「時は来た!ドラフト指名を待つ男たち」

川原陸(かわはら・りく)創成館
投手 左投左打
185センチ84キロ
2000年12月12日生まれ
【写真提供=長崎新聞社/共同通信イメージズ】

 

 この1年、大阪桐蔭に勝った高校、で注目されてきた。約1年前の明治神宮大会の準決勝で大阪桐蔭に7対4で破ったのだ(決勝は明徳義塾に0対1で準優勝)。今年度の大阪桐蔭は公式戦の敗戦はこのゲームのみだった。

 長崎の創成館は野球部員約140人。うち、投手が40人ほどいるという。チームの特徴は複数投手陣。真夏の大会を勝ち抜くには複数の持ち駒が最近は必須となっている。今年は5人の投手陣の分業制で戦った。そのなかでエース番号を背負ったのが川原だ。

 長崎市出身。中学時代は長崎北シニアに所属。外野手として日本代表に選出されて、全米選手権に参加した。
 高校2年春、外野手からピッチャーを志願し転向してベンチ入り。しかし夏の県大会の準々決勝で敗れる。稙田監督は「お前のせいで負けた。悔やんでいる暇はない」と叱咤したという。そこから反抗が始まった。

 川原が成功した点として、まず稙田監督は左投手の育成に長けていたということ。社会人の指導者時代、帆足(元ソフトバンク)、有銘(元楽天)の二人を育て、プロでも活躍できる人材にしている。左腕を見る目は確かなのだ。それと、分業制でいろんなシーンで対応して投手経験は浅いのに、ゲームの経験を積んで来た点だ。
2年秋にチェンジアップをマスターしてエースの座につく。長崎県を制して臨んだ九州大会でも延岡学園に11奪三振初完封、決勝の富島戦ではリリーフして3回無失点で初優勝の原動力になった。

 明治神宮大会は山陽、聖光学院を破り大阪桐蔭戦。2番手とし4回3分の2イニングを3安打5奪三振、無失点の好リリーフ。秋の公式戦は59回を投げて66奪三振。防御率1・06と見事なものだった。

 センバツでも先発、リリーフをこなし2勝してベスト8に。準々は智辯和歌山と打撃戦。5回途中からリリーフし9回裏、2安打と2四球で2点差を追いつかれ、降板した。
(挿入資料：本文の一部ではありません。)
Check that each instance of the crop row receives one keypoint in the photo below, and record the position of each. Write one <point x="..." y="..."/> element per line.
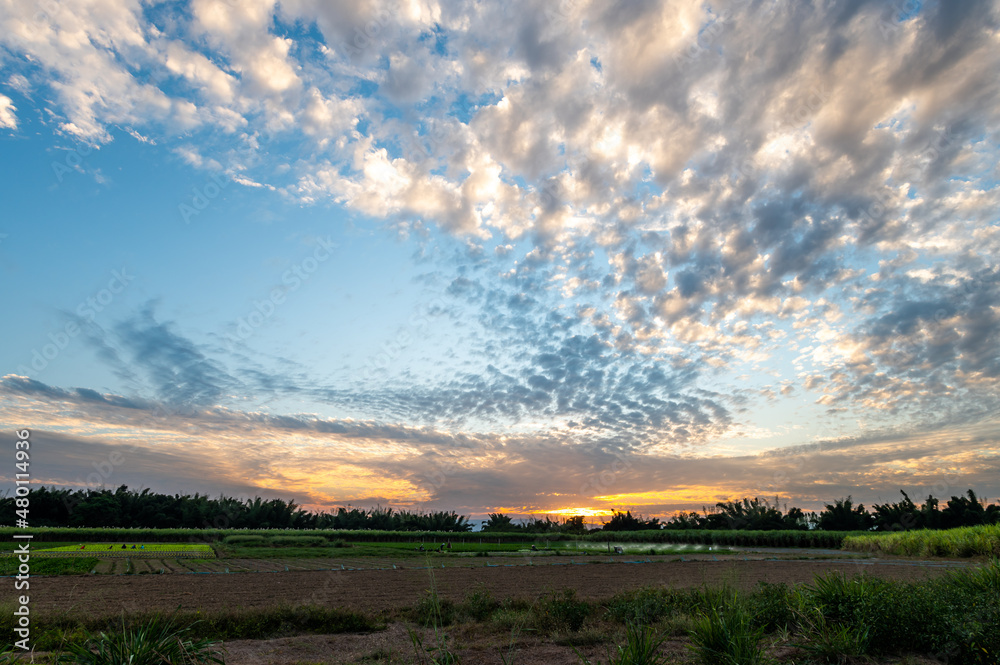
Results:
<point x="963" y="542"/>
<point x="815" y="539"/>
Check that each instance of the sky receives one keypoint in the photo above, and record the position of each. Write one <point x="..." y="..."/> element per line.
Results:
<point x="528" y="257"/>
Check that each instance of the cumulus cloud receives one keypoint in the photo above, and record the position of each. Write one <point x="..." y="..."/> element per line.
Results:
<point x="694" y="209"/>
<point x="8" y="120"/>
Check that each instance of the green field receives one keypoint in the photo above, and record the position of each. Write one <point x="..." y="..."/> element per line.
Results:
<point x="964" y="542"/>
<point x="114" y="550"/>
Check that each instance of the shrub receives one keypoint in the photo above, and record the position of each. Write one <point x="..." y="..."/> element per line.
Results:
<point x="642" y="647"/>
<point x="480" y="604"/>
<point x="831" y="642"/>
<point x="563" y="610"/>
<point x="770" y="605"/>
<point x="433" y="611"/>
<point x="725" y="635"/>
<point x="157" y="642"/>
<point x="641" y="606"/>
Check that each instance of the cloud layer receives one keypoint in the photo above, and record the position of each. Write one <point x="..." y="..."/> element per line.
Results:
<point x="650" y="224"/>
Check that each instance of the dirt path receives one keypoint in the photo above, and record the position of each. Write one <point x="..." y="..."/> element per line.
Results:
<point x="374" y="590"/>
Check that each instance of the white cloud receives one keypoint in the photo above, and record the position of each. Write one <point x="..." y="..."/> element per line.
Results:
<point x="7" y="118"/>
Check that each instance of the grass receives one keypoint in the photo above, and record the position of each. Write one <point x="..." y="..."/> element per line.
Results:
<point x="158" y="641"/>
<point x="964" y="542"/>
<point x="726" y="633"/>
<point x="833" y="619"/>
<point x="641" y="647"/>
<point x="53" y="566"/>
<point x="142" y="549"/>
<point x="55" y="631"/>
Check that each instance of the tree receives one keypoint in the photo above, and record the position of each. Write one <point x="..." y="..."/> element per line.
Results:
<point x="843" y="515"/>
<point x="625" y="522"/>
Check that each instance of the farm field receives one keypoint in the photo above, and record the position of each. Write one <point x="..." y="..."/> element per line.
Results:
<point x="389" y="601"/>
<point x="382" y="590"/>
<point x="312" y="600"/>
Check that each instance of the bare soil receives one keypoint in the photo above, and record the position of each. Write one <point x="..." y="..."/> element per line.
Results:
<point x="386" y="590"/>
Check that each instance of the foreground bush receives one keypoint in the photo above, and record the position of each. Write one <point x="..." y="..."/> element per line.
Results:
<point x="157" y="642"/>
<point x="725" y="634"/>
<point x="642" y="647"/>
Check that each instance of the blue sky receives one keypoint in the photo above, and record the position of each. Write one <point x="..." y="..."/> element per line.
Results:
<point x="527" y="257"/>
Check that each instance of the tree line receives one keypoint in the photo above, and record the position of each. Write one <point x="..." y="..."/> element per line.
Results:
<point x="761" y="515"/>
<point x="125" y="508"/>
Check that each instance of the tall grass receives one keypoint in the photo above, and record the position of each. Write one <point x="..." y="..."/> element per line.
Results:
<point x="641" y="647"/>
<point x="726" y="634"/>
<point x="157" y="642"/>
<point x="962" y="542"/>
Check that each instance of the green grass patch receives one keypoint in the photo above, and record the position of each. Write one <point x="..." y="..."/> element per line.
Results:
<point x="964" y="542"/>
<point x="53" y="566"/>
<point x="55" y="632"/>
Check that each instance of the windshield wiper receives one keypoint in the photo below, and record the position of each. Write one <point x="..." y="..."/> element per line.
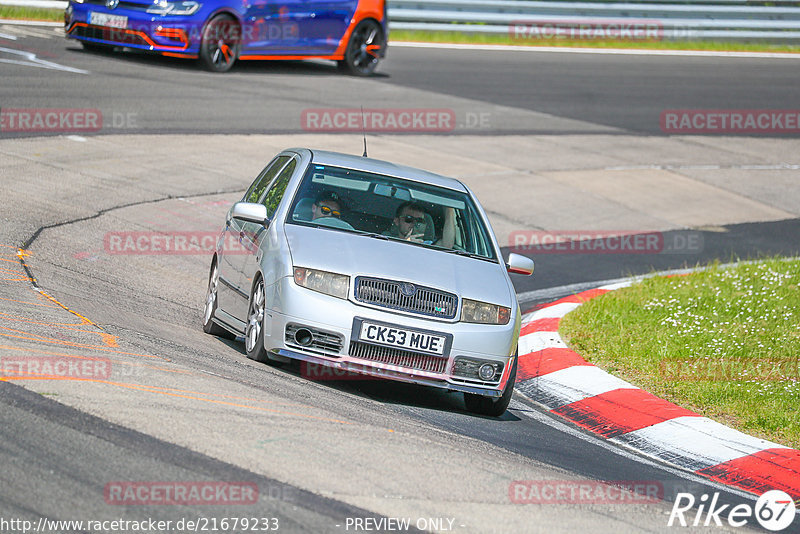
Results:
<point x="373" y="234"/>
<point x="465" y="253"/>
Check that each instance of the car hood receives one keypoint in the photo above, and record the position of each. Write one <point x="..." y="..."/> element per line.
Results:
<point x="359" y="255"/>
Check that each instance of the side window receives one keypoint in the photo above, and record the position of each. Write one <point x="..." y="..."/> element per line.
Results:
<point x="275" y="193"/>
<point x="260" y="184"/>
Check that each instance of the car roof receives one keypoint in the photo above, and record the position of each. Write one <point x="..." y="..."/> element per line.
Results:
<point x="360" y="163"/>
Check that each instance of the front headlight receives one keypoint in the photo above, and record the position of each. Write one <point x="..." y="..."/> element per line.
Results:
<point x="473" y="311"/>
<point x="162" y="7"/>
<point x="336" y="285"/>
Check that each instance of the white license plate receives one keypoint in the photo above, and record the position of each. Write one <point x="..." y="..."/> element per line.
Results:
<point x="402" y="338"/>
<point x="111" y="21"/>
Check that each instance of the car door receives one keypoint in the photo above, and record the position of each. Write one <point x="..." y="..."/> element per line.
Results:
<point x="255" y="235"/>
<point x="232" y="299"/>
<point x="296" y="27"/>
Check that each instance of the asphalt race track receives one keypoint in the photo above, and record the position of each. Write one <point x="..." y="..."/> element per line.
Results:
<point x="557" y="142"/>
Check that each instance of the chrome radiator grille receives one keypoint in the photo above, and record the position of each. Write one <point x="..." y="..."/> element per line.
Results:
<point x="406" y="297"/>
<point x="398" y="357"/>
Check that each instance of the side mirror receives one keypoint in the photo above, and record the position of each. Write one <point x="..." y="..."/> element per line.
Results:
<point x="518" y="264"/>
<point x="250" y="212"/>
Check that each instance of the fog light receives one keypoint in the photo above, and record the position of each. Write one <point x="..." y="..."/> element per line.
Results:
<point x="486" y="371"/>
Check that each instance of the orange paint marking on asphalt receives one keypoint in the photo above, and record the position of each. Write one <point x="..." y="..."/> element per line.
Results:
<point x="30" y="303"/>
<point x="11" y="271"/>
<point x="147" y="389"/>
<point x="65" y="326"/>
<point x="42" y="339"/>
<point x="108" y="339"/>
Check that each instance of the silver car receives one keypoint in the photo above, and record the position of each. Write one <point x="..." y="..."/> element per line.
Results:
<point x="371" y="267"/>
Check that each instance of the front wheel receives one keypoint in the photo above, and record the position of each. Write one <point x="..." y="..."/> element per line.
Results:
<point x="254" y="331"/>
<point x="209" y="326"/>
<point x="364" y="49"/>
<point x="494" y="407"/>
<point x="221" y="43"/>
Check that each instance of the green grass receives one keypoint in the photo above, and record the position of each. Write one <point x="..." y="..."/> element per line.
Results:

結果は延長でサヨナラ負けの悔しいゲームになった。

 夏の長崎大会は2回戦、3回戦、準々決勝と3試合に先発。序盤に好投してゲームを作った。決勝は先発して完投。
 甲子園は優勝候補の一角の評価。しかし初戦、創始学園に0対7で完敗。先発したが5回途中2死から5連打を浴びて、まさかのKO劇だった。
杉内タイプと言われ、U18の1次候補にもなった。ワインドアップから角度があって伸びるストレートは常時130キロ台の後半。最速は141キロだ。縦横のスライダーで空振りが取れる。右打者への外角チェンジアップも有効だ。制球力が高く、ピンチでも動じない落ち着きがある。

 プロではどんなシチュエーションで躍動するだろうか。